La première évoquée repose sur la persistance d’une infection virale à bas bruit dans une zone sanctuaire, qui continuerait à stimuler le système immunitaire, éventuellement à entraîner des désordres autour de cette zone. Plusieurs études ont fait état d’ARN viral dans le sang, dans les selles, dans le système nerveux central, et dans le tissu digestif, jusqu’à plusieurs mois après l’infection. Ce phénomène a été notamment mis en évidence chez des personnes atteintes d’une anosmie prolongée, chez qui on a retrouvé de l’ARN viral dans le bulbe olfactif.

Autre hypothèse, des anomalies immuno-inflammatoires, via une sécrétion de cytokines pro-inflammatoires par des cellules immunitaires activées de manière chronique. Ce mécanisme a été identifié dans d’autres syndromes post-infectieux, notamment après un chikungunya. Cela pourrait découler d’une quantité importante de virus lors de l’infection, ce qui pourrait entraîner une forte stimulation du système immunitaire, qui ne serait pas capable de revenir à son état initial.

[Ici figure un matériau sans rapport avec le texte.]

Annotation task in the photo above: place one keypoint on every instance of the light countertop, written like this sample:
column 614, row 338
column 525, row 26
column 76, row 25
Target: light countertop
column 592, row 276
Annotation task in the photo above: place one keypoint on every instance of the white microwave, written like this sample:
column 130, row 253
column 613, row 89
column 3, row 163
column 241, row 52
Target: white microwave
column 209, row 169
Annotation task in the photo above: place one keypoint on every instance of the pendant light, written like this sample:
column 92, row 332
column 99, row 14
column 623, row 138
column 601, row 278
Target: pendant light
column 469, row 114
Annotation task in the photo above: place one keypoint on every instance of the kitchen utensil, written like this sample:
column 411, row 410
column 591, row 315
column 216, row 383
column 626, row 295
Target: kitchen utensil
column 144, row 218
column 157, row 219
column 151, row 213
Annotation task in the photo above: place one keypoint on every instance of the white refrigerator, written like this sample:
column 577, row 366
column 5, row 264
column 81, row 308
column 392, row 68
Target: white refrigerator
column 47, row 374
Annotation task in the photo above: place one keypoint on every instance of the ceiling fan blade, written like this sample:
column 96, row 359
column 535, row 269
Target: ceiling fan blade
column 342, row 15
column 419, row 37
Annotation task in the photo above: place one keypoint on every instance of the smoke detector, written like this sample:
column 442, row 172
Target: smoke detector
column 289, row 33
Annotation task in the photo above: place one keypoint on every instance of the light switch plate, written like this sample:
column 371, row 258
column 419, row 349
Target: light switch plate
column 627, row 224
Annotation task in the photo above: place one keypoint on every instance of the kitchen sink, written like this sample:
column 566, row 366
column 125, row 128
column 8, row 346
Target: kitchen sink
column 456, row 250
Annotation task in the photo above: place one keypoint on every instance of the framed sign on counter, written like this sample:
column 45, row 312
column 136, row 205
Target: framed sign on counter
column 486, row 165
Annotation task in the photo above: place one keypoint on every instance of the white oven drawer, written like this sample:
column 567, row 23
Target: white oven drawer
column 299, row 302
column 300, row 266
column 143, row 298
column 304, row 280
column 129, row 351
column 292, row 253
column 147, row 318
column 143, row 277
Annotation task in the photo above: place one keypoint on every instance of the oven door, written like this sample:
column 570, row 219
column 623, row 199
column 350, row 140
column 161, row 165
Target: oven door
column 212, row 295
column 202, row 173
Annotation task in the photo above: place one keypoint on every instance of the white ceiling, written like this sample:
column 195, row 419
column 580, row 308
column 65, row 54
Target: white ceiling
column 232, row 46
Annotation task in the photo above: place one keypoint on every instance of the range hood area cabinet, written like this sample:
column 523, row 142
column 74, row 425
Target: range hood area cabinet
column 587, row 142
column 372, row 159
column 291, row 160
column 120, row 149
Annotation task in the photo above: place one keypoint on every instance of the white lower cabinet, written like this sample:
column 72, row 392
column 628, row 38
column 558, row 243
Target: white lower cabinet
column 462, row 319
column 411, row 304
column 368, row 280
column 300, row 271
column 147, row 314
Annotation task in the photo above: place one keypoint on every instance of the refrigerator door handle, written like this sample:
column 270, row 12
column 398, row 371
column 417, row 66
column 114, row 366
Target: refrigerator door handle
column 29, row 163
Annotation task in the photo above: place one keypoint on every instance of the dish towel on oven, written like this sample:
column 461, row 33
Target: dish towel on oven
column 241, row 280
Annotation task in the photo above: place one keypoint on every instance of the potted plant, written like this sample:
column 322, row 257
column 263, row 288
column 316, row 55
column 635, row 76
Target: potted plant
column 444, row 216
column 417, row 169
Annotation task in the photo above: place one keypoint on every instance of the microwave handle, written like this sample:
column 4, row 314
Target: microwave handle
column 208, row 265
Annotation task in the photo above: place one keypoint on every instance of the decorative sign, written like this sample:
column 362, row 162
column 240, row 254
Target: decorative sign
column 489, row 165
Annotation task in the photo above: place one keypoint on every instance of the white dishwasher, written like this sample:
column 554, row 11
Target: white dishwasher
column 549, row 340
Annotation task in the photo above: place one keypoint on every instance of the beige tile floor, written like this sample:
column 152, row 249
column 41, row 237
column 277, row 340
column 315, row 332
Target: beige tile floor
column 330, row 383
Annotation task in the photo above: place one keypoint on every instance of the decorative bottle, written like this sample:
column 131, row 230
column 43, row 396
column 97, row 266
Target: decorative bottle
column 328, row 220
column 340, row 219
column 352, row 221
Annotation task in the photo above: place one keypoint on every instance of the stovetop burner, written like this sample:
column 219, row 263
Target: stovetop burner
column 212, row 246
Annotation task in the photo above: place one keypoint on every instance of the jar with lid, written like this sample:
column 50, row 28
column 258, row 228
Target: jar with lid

D’autres études ont révélé l’existence de processus neuro-inflammatoires. Cette neurotoxicité pourrait être liée à des atteintes aux vaisseaux cérébraux, par exemple via des microthrombus. Chez certains patients, on retrouve à l’IRM une atteinte neurologique qui évoque des maladies chroniques comme Alzheimer, avec un hypométabolisme du cerveau. Au-delà du cerveau, une inflammation vasculaire a été observée dans d’autres organes, engendrant par exemple une embolie pulmonaire, voire une atteinte multiviscérale – ce qui peut expliquer la diversité des symptômes.

Enfin, une autre piste est celle d’une dysbiose du microbiote intestinal, souvent altéré après un Covid. Des travaux ont montré que ce déséquilibre microbiotique pouvait perdurer pendant plus d’un an après l’infection. Alors que les relations entre le microbiote et les fonctions cérébrales sont de mieux en mieux établies, on peut se poser la question du lien entre cette dysbiose et certains symptômes post-Covid.

 

Peut-on parler, de la même manière que pour le Covid-19, de formes légères ou sévères de syndrome post-Covid ?

On ne peut pas les classer de la même façon. On observe un mal-être, plus ou moins prononcé, fluctuant, qu’on ne comprend pas. Pour une grande partie des patients, les symptômes s’atténuent avec le temps. Cela signifie-t-il que tout symptôme disparaît ? Pas toujours. Des patients présentent encore un syndrome post-Covid après avoir été infectés en avril 2020.

 

Le système de santé français vous semble-t-il à la hauteur ?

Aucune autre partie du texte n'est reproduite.